化けウサギの口をこじ開け、転がり出た黒焦げ。
もとから黒いから、わかりずれえが、纏ってる物がぜんぶ煤けてる。
「テ、テェーング! よ、よくぞ無事で――炊事?」
一個大隊同等とウワサされる、S級冒険者パーティー(二名除く)。
それが苦戦し、とうとう倒せなかった強敵――角ウサギ変異種を、身を挺して屠った黒ずくめ。

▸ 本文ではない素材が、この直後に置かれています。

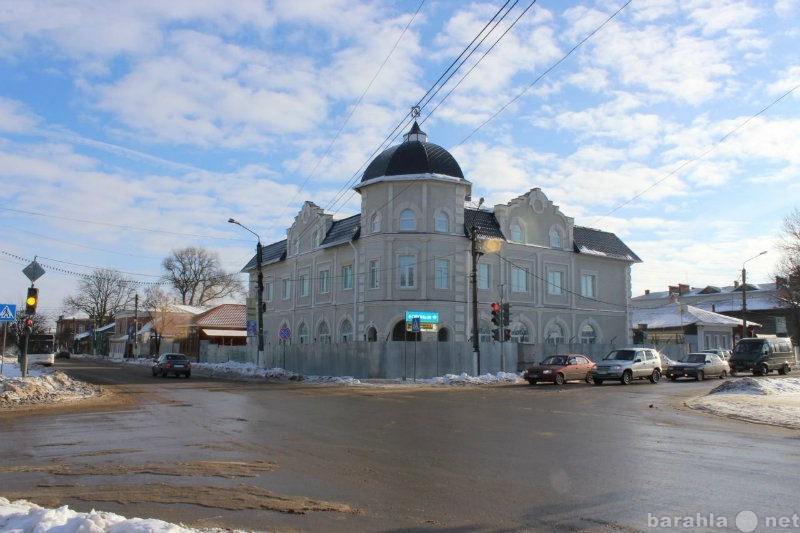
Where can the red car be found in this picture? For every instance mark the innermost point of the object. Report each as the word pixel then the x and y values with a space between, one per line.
pixel 559 369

勝ち誇るでもなく、安堵の息をつくでもなく――――開口一番、飯の支度の催促だ。
唖然とした顔に、取りかこまれるのも致しかたねぇ。
敵はすでに、たおれた。
安堵からか、その場の全員(約一名除く)が笑いだした。
「……まずは、落ち着きなさいな。くすくす――いったい何ごとですの?」
理解が及ばねえのは、もっともだし――わかる。
だがなぁー、笑ってる場合じゃねーんだよ!
「カカカッ――――つ、つられて笑ってる場合ではないのじゃぁ――――め、飯の支度をせねば、世界が――――!?」
その取り乱しようは、尋常ではなく。
「まさか、まだ何か居るんですの?」
周囲を警戒する一同。
「リカルルー、どういうこと? この黒い人は誰?」
合流した一本角の鬼娘が、不審がる。
姫さんたちの態度も、鬼娘の警戒も――わかる。
けど、こりゃもう、理屈じゃねぇーんだ。
そう、こりゃ暴力だ。
暴力的なまでの、飽くなき食の――――いや違うな。
五百乃大角の腹ん中に棲まう――――白虎(仮)との戦いだ。
だってよぉう――――あんたらにゃ、感じ取れねえだろうが――――すぐそこで、この世界の神であらせられる、下っ腹さまがよぉー――――
§
「ぷんすか、ぷかすか、ぽっぽこぽん♪」
「ぴんすか、ぺんすか、ぽっこぺけっ♪」
見たことのねえ、舞い。
聞いたこととのねえ、調べ。
「でっででででっででぇーーーー♪」
なんか脅かすような声色を、口ずさんだと思えば――
「兎角この世は、お名残おしいものでござ――だれだよゴリオって!」
神々の世界の物は、なにひとつわからねえ。
美の女神なりの様式っつうか――頭を叩いて舌を出すと、どこからともなく聞こえる〝誰かの笑い声〟。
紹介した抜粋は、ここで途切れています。